I am still listening too. This essay is not a verdict handed down from somewhere above the situation. It is one reading, from inside the same fog everyone else is in, offered in the hope that it is useful to compare against yours. If your picture differs from mine, I would rather hear it than be told I was right, because none of us has enough signal yet and the fastest way to get more is to put our partial maps next to each other. That is the actual state of things in the spring of 2026: a large number of capable people, reading the same unsettled situation, building the picture in public and in parallel. The window to position yourself against the direction is open. It will not stay open indefinitely. Until it closes, the right thing to do is what the best people are already doing. Keep listening. Compare notes. Then move.
A note on sources
Key source anchors: Salesforce Headless 360 announcement (April 15, 2026); SAP API Policy v4/2026, particularly Section 2.2.2; DSAG's public concerns about the policy and SAP CEO Christian Klein's clarification on the Q1 2026 investor call; SAP Sapphire 2026 Autonomous Enterprise announcement (May 12, 2026); the SAP and Anthropic Claude-in-Joule announcement; Anthropic's MCP donation to the Linux Foundation's Agentic AI Foundation; Anthropic's Amazon and Google/Broadcom compute announcements; the Goldman Sachs Tracking Trillions report on AI infrastructure capex; Reuters coverage of the 2026 software-services selloff; the Microsoft Agent 365 general-availability announcement (May 1, 2026); and the ServiceNow Action Fabric announcement from Knowledge 2026. The forecast that seat-based pricing becomes obsolete by 2028 is from IDC; the enterprise-AI-operating-system framing attributed to an independent professional-services firm is from Deloitte's 2026 enterprise software predictions; the characterization of the selloff as overblown reflects on-record comments from a Bank of America analyst and Nvidia's CEO as reported by Fortune.

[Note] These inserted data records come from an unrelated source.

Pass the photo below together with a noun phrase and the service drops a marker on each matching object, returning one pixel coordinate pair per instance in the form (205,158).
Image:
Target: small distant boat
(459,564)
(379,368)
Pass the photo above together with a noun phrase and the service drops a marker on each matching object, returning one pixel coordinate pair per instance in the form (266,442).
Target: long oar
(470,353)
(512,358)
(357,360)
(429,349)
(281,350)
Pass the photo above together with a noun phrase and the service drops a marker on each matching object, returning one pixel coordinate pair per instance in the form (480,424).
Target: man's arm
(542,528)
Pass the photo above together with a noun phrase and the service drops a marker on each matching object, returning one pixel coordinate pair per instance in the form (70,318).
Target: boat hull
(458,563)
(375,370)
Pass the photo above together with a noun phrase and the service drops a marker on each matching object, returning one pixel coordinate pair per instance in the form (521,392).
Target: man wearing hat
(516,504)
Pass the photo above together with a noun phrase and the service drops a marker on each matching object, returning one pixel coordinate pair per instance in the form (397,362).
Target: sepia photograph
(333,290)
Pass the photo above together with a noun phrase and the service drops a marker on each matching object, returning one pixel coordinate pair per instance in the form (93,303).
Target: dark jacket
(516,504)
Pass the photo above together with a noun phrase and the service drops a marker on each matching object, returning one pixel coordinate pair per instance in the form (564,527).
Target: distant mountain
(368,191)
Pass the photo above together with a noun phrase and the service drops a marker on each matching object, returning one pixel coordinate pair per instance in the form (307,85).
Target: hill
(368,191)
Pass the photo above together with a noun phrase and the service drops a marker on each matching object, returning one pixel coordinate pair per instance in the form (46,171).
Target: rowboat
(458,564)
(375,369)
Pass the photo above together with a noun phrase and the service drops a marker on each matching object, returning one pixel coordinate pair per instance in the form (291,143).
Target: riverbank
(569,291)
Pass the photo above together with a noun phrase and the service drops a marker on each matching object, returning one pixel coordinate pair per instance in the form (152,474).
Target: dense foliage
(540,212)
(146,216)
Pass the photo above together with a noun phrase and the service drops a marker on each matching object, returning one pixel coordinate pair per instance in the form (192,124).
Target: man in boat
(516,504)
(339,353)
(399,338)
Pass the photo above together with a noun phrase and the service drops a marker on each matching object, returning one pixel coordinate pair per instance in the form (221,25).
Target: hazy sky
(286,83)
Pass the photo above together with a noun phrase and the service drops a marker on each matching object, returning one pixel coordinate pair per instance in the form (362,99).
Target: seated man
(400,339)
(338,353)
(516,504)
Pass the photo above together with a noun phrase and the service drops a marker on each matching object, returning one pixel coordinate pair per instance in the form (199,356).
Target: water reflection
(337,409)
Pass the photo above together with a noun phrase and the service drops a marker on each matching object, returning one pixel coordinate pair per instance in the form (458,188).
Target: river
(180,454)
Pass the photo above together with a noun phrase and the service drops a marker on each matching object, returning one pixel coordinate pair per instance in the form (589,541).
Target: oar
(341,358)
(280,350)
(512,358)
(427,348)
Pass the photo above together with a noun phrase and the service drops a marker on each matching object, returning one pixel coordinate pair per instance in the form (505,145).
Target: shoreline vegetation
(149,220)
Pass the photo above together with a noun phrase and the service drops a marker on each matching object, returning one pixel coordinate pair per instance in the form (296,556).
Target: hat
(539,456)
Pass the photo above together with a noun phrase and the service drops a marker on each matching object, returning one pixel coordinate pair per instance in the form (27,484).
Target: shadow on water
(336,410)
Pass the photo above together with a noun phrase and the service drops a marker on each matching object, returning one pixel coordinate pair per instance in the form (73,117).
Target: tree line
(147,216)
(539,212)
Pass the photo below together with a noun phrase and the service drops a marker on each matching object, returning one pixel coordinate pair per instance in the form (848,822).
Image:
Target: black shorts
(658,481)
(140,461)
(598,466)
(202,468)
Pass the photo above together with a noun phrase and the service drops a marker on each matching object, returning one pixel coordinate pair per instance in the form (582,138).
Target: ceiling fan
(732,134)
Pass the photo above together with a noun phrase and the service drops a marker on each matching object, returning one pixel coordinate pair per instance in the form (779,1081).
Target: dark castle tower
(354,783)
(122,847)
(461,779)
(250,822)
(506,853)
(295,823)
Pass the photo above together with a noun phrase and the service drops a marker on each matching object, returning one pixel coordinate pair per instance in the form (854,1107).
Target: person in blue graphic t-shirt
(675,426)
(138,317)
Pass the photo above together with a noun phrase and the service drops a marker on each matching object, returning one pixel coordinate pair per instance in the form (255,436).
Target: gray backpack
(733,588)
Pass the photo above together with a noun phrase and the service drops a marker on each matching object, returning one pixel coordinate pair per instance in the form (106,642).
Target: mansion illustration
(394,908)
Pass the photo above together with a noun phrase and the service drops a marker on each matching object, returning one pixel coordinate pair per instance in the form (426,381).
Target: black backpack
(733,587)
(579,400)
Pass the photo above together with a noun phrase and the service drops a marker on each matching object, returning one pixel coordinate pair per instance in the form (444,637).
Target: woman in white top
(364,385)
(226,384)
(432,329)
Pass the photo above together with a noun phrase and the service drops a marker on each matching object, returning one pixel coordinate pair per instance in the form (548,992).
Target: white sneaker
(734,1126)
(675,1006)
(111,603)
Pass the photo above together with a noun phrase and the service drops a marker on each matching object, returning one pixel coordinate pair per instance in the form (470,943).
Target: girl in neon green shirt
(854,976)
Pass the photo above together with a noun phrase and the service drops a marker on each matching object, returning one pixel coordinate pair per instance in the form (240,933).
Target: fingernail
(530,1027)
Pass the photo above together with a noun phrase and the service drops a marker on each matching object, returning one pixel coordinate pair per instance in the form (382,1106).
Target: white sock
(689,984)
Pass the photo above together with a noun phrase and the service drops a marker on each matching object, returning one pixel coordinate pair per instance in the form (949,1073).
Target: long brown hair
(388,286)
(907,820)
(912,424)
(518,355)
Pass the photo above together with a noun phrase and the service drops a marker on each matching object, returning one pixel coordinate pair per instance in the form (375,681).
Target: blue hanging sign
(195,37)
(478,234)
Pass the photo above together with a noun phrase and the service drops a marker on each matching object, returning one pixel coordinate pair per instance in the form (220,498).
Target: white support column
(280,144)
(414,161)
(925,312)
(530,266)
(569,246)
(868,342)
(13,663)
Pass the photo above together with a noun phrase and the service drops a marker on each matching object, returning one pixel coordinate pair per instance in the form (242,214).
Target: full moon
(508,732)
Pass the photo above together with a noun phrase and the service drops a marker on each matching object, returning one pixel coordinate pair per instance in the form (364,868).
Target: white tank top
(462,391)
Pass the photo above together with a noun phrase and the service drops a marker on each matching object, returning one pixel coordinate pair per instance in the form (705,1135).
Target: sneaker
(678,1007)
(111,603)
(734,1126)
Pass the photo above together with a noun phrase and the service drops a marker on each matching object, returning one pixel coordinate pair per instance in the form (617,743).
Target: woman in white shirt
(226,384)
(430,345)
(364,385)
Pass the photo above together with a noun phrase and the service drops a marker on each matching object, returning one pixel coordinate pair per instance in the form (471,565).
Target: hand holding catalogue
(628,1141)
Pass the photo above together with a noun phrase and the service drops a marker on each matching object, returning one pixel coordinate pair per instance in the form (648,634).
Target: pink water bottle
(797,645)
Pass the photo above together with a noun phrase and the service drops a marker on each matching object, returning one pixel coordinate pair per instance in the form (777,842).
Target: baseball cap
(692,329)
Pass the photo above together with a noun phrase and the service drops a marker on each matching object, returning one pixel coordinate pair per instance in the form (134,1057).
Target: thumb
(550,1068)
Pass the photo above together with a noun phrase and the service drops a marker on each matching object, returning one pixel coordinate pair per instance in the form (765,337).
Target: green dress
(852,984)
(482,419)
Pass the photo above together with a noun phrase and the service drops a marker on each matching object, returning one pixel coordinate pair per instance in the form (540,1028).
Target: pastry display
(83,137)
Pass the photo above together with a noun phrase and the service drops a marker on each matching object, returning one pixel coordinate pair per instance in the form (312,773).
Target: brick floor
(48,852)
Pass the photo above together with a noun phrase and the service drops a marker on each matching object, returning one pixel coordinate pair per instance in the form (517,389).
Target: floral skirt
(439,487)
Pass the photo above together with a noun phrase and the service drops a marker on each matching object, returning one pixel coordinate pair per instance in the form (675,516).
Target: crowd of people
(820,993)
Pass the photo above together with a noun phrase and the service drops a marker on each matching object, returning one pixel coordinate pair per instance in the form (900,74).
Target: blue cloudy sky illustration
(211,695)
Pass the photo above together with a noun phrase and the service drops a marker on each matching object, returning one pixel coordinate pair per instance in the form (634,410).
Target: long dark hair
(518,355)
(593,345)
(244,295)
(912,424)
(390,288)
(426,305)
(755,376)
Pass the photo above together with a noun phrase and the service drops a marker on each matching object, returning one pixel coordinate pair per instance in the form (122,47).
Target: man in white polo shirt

Sector market-capitalization figures and individual stock declines are approximate and based on publicly reported data through May 12, 2026. The market-causality argument should be read as evidence of category risk, not as proof that AI disruption is the sole or primary cause of every individual stock move. The composite finance-team example in section IV is explicitly a composite, drawn from patterns across multiple buyer conversations rather than a single named deployment. The framework, the dissolution mechanism, the layer-cake interpretation, and the conclusions are mine. The direction of travel is, in my view, hard to ignore. The timing, magnitude, and identity of the eventual winners remain deeply contested.